By Aidan Thompson and David Civil
Jubilee Centre for Character and Virtues, University of Birmingham
The Birmingham 2022 Commonwealth Games have been and gone, enthralling the City of Birmingham before departing in a blaze of mechanical bulls, a blitz of medals, and a blast of Ozzy Osbourne’s Black Sabbath. As usual following any major sporting event, local attention turns to the question of legacy. How will the Commonwealth Games benefit Birmingham and the wider region in the longer term?
Many journalists, politicians, councillors, and other stakeholders will define this legacy differently, with few seeking to measure it in any comprehensive or long-term way. This is because it is hard to determine a legacy through a focus on simple metrics. Do we, for example, prioritise participation in sport before and after the Games? The spread and development of community sports facilities? Or the broader impact of increased regional investment on employment and infrastructure?

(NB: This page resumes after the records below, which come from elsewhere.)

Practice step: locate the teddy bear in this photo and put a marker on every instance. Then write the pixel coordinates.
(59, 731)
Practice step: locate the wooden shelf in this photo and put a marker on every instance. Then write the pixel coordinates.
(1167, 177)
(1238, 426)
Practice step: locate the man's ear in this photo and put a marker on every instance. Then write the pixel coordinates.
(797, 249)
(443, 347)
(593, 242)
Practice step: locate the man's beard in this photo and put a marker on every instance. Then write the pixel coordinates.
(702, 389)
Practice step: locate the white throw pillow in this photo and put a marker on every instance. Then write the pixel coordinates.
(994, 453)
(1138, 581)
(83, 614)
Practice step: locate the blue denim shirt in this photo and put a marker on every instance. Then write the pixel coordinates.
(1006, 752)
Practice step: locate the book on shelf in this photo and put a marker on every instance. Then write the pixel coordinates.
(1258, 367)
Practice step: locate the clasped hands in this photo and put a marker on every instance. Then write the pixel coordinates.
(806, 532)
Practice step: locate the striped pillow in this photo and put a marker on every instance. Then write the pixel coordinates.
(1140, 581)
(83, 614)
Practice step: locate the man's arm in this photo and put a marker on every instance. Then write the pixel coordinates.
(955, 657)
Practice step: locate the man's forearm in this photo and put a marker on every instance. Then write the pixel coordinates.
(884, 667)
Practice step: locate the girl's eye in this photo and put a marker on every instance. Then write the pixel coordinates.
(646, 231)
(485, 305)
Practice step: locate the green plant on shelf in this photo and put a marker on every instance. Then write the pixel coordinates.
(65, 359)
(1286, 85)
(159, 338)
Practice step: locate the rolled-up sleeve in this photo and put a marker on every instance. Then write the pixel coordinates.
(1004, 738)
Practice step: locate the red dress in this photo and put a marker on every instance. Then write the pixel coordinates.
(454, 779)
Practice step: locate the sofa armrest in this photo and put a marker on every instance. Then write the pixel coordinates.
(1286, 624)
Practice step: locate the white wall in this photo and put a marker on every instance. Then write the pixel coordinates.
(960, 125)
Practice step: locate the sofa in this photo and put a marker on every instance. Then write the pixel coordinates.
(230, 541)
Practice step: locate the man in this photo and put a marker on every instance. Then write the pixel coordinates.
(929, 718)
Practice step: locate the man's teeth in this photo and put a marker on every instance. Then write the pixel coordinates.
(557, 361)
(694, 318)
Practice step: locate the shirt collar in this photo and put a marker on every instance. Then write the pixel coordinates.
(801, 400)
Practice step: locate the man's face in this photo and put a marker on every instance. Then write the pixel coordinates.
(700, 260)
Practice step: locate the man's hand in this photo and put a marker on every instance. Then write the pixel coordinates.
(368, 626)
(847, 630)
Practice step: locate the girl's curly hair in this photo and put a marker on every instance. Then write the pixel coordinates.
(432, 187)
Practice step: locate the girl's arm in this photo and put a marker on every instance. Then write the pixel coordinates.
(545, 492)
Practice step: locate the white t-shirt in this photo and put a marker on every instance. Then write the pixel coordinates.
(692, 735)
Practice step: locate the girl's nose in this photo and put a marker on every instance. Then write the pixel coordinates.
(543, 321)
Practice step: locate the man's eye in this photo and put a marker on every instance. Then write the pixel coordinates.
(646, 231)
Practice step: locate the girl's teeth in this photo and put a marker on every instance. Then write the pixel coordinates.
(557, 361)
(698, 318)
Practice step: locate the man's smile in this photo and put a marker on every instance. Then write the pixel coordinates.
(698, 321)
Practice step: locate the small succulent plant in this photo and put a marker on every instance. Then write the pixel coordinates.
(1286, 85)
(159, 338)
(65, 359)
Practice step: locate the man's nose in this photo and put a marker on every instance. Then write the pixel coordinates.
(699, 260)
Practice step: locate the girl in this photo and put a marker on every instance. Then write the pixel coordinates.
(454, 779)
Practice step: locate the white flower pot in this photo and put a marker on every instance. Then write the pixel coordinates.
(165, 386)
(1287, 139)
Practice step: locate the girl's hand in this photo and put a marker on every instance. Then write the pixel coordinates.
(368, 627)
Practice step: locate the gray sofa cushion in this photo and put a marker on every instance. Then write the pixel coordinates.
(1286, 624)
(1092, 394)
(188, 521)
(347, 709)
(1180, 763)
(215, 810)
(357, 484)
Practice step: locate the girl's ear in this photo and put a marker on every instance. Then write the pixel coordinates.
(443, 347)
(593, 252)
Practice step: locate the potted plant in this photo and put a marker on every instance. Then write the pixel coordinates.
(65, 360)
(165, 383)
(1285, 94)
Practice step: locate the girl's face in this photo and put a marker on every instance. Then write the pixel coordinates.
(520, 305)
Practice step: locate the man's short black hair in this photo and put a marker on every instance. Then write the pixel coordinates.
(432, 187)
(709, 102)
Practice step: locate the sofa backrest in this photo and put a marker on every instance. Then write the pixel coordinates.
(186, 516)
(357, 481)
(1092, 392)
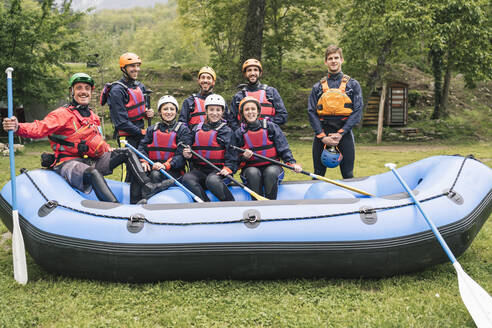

The idea of ‘legacy’ could be construed as a vague concept used to justify the cost of something as large and expensive as these Games. Despite organisers championing the benefits for the region, media reports put the monetary cost of the Games at around £780 million, with most claiming that the 2022 incarnation were the most expensive Commonwealth Games to date. Considering this substantial cost, it is only right that stakeholders and members of the public expect a significant return which brings benefits to local citizens in the long term. This legacy should be defined, however, less mechanically and more holistically.
One place to start would be to focus on questions of identity and local pride. An important component of the government’s recent white paper on levelling up pledged to ‘restore a sense of community, local pride and belonging, especially in those places where they have been lost.’ There was widespread agreement from public commentators that the Games allowed Birmingham to showcase its identity to the watching world. As one fiercely proud Brummie, and one fiercely proud Coventrian, for us the closing ceremony was a spectacle of all that Birmingham and the wider region has to offer – a positive fusion of quality, creativity, and humour. Clearly the Games offered a space in which citizens of Birmingham and the wider region could see their local identities expressed and where being a Brummie or a Coventrian felt valued. This connection between local identity, belonging, and sport embodied in the Games is often neglected in broader policy discussions about community flourishing, including in relation to the national ‘levelling up’ debate.
We work in the field of character and virtues research, and there is a significant body of research that shows the influence that sport has on young people, in terms of helping to shape their identity, giving them role models to aspire to, and helping to give them a sense of purpose and place in broader society. This civic value of sport is often taken for granted and rarely celebrated. by the Jubilee Centre for Character and Virtues has questioned young people about their sense of belonging in local communities and broader society. The young people involved in the research frequently cited that where they participated in sport, by joining a sports club for example, they felt a sense of belonging and plugged-in to their local communities. One Year 8 student, for example, told us how volunteering to be a youth sports leader allowed them ‘to go out and help other people in the community, which is also part of being a good citizen.’ Another argued that it was difficult to feel part of their community ‘outside of a sports club’. In this way, sports clubs and community sport programmes should be more widely recognised by policymakers as conduits through which citizenship and civic virtues are developed and expressed. This is supported by previous research that showed young people’s notions of living a good life are positively influenced by sport and sporting role models.
The Jubilee Centre defines civic virtues as ‘character traits that are necessary for engaged, responsible citizenship, contributing to the common good’. Whilst terms like the ‘common good’ can be just as contested as concepts like ‘legacy’, it is clear that when young people are encouraged to contribute to a collective goal which emphasises the ‘double benefit’ – the benefit accrued to both the individual participating in social action and the recipient of such action – a shared sense of citizenship can emerge. Through the athletic excellence on display, the Commonwealth Games have highlighted the power of sport. Where the Games’ legacy can truly be established however, is by fostering a shared sense of pride in community and collaborative citizenship – something Brummies have shown in abundance in recent weeks.
The views and opinions expressed in this article are those of the author and do not necessarily reflect the official policy or position of the University of Birmingham.